Steelhead in other parts of the country

Itchy Dog

Some call me Kirk Werner
#1
I suppose I could look this up, but I'm inherently lazy. I was just wondering if steelhead hatcheries operate in other parts of the country (upper midwest) to "supplement" wild runs like out here?
 

shotgunner

Anywhere ~ Anytime
#2
The majority of fishing in the great lakes region is over hatchery fish. There are places that have good natural repro but no where near enough to satiate the masses.

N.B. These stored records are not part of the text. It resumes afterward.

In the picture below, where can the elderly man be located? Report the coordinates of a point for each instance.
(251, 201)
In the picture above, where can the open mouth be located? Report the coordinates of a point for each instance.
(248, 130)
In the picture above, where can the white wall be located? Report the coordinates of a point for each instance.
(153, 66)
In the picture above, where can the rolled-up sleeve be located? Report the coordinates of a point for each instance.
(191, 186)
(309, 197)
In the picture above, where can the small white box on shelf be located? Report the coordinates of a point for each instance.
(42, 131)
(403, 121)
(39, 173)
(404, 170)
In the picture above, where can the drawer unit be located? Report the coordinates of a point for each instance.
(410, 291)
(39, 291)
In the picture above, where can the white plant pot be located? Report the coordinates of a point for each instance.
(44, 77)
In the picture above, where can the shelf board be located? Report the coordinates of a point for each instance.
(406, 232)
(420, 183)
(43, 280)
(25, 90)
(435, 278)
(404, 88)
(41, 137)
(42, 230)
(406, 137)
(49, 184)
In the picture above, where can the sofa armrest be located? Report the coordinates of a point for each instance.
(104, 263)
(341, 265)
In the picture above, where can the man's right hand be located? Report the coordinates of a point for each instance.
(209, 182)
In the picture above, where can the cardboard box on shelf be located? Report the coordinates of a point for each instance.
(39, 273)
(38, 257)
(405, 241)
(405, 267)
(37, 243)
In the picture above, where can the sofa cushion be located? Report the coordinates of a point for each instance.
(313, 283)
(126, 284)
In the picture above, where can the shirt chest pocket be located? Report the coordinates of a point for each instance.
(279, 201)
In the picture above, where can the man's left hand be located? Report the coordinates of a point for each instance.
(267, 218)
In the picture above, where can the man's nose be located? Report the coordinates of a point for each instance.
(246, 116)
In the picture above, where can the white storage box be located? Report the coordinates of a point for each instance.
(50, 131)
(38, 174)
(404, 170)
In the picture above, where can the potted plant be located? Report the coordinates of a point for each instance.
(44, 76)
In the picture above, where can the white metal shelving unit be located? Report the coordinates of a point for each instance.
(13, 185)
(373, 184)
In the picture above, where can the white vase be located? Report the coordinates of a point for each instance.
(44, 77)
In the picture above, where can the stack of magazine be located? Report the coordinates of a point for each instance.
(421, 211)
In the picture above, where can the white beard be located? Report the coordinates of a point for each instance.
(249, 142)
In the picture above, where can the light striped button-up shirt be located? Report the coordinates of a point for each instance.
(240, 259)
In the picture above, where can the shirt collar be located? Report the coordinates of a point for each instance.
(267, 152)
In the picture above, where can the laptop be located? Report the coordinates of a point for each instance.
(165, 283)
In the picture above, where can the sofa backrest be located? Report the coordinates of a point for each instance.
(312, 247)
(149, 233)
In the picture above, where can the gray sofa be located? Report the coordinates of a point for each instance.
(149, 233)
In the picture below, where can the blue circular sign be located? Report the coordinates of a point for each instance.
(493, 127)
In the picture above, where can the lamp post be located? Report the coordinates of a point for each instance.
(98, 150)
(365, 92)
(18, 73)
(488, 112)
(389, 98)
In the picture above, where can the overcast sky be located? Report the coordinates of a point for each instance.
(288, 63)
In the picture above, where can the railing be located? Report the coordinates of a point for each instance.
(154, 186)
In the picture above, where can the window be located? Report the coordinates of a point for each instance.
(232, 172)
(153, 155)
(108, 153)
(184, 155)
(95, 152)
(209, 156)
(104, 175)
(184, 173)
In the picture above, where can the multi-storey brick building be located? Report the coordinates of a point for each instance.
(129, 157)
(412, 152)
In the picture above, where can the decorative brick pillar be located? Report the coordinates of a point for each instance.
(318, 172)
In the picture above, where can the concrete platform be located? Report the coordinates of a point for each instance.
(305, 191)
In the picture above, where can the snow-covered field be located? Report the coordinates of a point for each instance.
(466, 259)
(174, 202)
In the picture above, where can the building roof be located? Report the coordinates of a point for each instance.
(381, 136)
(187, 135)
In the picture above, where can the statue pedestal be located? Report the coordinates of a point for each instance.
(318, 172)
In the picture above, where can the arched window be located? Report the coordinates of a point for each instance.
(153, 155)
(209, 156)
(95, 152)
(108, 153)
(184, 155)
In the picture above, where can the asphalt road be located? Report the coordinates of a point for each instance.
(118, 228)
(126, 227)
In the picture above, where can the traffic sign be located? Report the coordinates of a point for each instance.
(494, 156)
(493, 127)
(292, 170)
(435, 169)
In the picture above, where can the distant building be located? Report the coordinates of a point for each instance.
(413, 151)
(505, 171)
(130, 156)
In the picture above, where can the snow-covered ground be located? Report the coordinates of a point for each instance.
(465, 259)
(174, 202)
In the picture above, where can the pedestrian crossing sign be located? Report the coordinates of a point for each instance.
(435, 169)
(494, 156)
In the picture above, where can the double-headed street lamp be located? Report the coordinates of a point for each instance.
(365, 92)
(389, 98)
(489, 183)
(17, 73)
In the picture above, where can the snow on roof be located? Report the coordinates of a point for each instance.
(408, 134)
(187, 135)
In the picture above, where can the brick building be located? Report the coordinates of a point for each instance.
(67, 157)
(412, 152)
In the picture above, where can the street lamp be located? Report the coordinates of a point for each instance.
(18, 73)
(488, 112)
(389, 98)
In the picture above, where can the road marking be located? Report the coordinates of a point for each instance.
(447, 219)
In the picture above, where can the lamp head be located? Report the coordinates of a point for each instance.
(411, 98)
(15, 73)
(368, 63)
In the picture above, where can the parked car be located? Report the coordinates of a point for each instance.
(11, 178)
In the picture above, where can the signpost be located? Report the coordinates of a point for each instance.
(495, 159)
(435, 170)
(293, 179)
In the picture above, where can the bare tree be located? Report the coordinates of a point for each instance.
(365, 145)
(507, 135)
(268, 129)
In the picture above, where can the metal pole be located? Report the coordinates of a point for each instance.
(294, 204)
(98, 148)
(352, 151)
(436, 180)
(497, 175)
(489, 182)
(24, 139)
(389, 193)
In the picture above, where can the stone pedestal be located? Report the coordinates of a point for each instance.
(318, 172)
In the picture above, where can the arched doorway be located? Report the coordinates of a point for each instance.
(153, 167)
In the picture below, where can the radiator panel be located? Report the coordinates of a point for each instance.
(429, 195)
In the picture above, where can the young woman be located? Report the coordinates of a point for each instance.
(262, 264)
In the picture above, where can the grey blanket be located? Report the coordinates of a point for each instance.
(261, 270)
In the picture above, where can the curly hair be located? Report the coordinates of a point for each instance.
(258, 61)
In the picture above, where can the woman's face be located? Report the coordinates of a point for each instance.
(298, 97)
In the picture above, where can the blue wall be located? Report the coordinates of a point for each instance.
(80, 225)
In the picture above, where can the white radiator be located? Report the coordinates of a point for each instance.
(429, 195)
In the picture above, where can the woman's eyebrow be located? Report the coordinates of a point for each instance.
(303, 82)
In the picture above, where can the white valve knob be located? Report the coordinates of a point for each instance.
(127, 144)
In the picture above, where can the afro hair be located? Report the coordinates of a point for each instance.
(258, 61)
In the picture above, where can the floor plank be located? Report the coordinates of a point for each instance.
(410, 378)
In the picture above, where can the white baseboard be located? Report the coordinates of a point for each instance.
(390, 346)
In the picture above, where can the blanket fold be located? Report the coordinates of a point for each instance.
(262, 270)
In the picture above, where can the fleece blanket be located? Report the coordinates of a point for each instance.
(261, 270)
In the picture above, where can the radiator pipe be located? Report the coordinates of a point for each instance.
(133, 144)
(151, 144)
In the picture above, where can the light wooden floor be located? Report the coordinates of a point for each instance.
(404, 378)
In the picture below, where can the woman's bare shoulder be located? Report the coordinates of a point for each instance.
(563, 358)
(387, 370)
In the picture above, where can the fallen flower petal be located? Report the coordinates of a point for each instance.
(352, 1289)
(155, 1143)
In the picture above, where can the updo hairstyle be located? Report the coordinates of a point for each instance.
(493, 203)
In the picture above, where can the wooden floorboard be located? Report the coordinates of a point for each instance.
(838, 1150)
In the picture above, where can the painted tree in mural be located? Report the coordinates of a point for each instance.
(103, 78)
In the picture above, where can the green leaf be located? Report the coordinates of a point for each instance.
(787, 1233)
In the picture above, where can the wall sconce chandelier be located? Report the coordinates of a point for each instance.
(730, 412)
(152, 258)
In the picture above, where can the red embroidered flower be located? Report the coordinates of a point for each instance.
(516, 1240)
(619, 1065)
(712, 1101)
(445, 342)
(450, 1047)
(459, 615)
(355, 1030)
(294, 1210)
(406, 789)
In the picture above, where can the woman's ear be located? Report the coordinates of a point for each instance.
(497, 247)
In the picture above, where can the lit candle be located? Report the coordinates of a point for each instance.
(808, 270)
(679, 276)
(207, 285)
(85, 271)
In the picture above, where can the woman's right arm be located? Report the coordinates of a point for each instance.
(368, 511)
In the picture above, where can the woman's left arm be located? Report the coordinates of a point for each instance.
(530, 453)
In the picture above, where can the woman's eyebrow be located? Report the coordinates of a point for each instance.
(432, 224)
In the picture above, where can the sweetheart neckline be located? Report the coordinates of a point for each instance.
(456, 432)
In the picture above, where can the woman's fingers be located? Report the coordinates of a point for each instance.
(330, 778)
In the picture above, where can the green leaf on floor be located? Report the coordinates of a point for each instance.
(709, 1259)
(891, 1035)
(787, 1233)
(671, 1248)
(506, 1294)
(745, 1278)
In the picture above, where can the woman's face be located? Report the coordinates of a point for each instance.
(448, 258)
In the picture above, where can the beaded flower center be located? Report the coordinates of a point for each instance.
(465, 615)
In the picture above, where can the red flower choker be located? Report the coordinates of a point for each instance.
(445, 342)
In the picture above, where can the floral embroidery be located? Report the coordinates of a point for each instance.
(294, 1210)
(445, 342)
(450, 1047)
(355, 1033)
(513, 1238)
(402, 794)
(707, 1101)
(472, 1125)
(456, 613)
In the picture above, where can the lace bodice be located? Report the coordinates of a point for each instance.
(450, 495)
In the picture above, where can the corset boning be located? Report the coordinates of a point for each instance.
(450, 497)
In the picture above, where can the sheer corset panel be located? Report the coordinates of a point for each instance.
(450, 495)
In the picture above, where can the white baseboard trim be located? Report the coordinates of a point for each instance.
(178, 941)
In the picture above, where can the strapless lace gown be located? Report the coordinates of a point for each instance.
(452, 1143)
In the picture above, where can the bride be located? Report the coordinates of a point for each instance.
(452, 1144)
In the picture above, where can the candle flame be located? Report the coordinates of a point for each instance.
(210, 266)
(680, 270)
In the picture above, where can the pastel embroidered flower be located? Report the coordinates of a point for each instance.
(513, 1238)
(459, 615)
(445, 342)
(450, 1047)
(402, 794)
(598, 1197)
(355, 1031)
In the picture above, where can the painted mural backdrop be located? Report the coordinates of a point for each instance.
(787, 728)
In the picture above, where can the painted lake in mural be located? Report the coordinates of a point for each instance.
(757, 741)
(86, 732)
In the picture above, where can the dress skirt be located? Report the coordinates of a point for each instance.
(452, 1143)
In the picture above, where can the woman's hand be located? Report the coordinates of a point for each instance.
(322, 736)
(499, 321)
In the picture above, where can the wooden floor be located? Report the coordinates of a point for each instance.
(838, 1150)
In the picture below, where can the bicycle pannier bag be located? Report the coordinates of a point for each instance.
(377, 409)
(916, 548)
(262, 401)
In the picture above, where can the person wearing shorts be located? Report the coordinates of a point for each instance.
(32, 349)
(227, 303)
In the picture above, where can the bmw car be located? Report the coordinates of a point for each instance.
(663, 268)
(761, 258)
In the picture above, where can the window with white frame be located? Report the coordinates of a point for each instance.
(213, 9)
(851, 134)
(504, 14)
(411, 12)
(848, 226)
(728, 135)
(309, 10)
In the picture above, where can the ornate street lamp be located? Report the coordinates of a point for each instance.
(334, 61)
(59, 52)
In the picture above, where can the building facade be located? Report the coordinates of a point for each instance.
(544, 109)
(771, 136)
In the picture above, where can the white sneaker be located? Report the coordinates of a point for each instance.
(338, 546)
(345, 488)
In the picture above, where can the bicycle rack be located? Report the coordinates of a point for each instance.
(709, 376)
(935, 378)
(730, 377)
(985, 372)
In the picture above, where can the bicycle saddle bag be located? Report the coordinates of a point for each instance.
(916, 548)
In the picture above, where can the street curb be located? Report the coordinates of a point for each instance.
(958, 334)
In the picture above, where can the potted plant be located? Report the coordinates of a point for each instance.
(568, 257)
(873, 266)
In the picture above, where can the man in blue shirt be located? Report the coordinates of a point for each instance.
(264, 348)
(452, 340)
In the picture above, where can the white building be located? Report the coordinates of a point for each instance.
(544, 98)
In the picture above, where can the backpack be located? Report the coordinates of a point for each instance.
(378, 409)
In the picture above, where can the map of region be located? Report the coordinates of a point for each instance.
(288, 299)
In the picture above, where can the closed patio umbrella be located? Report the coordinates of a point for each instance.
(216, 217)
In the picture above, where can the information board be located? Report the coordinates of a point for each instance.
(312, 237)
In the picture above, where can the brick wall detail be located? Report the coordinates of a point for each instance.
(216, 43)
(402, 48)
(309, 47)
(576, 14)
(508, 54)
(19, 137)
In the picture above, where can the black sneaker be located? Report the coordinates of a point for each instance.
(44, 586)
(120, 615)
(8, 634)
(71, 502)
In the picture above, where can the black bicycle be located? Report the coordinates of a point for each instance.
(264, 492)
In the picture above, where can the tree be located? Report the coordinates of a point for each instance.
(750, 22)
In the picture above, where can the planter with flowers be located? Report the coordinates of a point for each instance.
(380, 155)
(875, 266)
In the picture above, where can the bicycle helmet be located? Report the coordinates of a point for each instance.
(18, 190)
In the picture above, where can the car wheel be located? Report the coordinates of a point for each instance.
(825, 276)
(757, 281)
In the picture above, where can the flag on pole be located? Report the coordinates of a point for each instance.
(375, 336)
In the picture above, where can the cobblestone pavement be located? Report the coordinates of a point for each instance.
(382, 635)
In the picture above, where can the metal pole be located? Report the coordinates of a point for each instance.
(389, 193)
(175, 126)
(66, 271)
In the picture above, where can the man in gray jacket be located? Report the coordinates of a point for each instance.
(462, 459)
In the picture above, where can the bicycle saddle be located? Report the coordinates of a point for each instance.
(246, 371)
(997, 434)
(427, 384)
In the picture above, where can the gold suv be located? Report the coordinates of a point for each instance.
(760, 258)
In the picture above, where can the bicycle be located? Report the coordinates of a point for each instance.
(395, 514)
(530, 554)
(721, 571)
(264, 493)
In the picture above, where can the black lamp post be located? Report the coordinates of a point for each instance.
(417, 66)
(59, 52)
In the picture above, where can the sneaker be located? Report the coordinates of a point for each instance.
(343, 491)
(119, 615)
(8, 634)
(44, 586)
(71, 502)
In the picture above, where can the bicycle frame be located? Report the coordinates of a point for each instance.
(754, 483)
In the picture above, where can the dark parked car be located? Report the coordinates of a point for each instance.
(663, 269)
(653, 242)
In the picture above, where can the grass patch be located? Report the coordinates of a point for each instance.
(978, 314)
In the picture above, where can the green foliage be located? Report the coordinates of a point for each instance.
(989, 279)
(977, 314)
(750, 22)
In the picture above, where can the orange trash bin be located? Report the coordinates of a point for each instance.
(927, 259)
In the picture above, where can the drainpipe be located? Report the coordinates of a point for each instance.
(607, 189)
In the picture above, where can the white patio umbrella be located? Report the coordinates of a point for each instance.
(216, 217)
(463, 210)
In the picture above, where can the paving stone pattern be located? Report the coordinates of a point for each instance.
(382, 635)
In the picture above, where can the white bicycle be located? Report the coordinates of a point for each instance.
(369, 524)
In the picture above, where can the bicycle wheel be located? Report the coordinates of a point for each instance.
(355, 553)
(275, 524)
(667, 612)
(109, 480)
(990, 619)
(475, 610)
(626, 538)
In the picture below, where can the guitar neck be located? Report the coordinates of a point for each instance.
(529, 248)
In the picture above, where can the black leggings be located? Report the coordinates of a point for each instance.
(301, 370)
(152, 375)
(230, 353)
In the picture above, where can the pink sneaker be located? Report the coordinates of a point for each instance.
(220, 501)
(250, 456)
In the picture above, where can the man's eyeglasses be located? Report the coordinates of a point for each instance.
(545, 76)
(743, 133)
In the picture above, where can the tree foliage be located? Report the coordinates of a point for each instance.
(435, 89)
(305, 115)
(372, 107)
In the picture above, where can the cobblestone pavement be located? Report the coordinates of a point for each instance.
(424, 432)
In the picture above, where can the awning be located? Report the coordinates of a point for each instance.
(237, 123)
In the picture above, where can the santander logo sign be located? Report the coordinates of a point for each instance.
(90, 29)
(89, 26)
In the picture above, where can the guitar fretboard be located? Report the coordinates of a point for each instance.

Alot of the best water is above barriers so the Steelhead and Salmon are denied access to headwaters of most tribs. Our resident trout fishing [MI] is managed first and foremost in the good water.
 
#3
Itchy,
Yep i know for fact living here in Pennsylvania,and also fishing New York Tributaries and rivers and i have been to NY famed Salmon River Steelhead/Salmon Rearing Facility at Altmar.I dont know much about Ohio or Michigan,Wiscconsin,or Minnesota,or even Canada.But word is that we have better runs that you guys out west.I have never been out west but guys that iknow that have been goin every year or have lived out there and fished have told me as such.Whatever,I love Steelhead /Lake Run Browns/Salmon and i enjoy the company of other anglers that also enjoy fishing for em too.
Tight Wraps & Tight Lines
Rick Wallace
 

g_smolt

Recreational User
#4
Let's get one thing straight before this gets ugly...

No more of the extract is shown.